Not that Fleischer would give a useful answer to a direct question in any case. The same goes for his boss. White House briefings and presidential news conferences have become so ritualized and substanceless that many of the beat reporters have begun exhibiting all the classic symptoms of depression: guilt, worthlessness, pessimism, restlessness, and irritability.
While Bush dislikes Thomas, he and his news managers are still savvy enough to recognize her usefulness to the administration. When Fleischer changed the seating chart in the briefing room last year, he could have exiled Thomas to the back row. Instead, he kept her down front, where he uses her as his foil, addressing her liberally by first name so other White House officials reading the transcript can chuckle to themselves—We're safe! It's another question from that wacky Helen Thomas. When Fleischer calls on her, he hopes she'll heckle him and savage Bush with her eccentric, combative, accusatory, and unreasonably phrased questions—because they're so easily evaded. "We will temporarily suspend the Q & A portion of today's briefing to bring you this advocacy minute," Fleischer responded to a line of Thomas questioning at the Feb. 26 press briefing. The moment of comic relief lifts Fleischer and soils Thomas.

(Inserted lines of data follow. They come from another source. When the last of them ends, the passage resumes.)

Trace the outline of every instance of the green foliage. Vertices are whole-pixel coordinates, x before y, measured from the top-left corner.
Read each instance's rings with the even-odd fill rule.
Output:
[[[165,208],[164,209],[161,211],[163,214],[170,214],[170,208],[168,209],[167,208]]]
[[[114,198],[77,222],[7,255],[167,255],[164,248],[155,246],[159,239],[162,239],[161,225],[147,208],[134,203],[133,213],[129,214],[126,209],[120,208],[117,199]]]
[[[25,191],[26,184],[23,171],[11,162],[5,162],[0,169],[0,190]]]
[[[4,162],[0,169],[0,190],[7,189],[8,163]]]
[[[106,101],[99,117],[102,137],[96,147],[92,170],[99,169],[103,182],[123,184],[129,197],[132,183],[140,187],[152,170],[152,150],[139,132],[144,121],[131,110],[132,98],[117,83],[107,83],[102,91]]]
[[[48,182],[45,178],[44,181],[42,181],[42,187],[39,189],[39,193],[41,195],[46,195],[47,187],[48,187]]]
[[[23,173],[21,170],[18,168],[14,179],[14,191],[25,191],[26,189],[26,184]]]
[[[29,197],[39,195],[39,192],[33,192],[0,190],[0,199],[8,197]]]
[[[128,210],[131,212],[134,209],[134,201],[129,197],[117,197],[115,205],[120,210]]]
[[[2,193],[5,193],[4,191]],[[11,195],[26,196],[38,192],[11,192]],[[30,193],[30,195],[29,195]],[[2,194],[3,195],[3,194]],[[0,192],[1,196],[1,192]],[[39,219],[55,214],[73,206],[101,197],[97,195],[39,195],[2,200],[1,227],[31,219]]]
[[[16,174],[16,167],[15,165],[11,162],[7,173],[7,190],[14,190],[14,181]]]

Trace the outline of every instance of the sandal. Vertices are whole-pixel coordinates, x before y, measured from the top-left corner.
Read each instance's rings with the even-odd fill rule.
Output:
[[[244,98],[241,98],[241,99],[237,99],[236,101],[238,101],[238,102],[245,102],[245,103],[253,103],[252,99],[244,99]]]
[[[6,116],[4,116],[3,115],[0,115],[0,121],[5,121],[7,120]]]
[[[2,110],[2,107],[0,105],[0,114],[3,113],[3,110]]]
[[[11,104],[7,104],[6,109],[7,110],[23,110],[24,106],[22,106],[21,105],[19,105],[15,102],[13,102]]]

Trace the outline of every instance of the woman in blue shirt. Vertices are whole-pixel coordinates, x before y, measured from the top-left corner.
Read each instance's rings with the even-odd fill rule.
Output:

Which brings us to the saddest part of Thomas' decline: She often raises serious questions that are on lots of people's minds—questions that other critical journalists in the press corps might want to pose. But when spoken by Thomas' lecturing lips first, the questions sound absurd. She ends up taking the air out of the room for intelligent criticism of the president and helps make the press corps look like a Saturday Night Live skit. You can almost hear Fleischer squealing behind closed doors after the briefings: Thank God for Helen Thomas!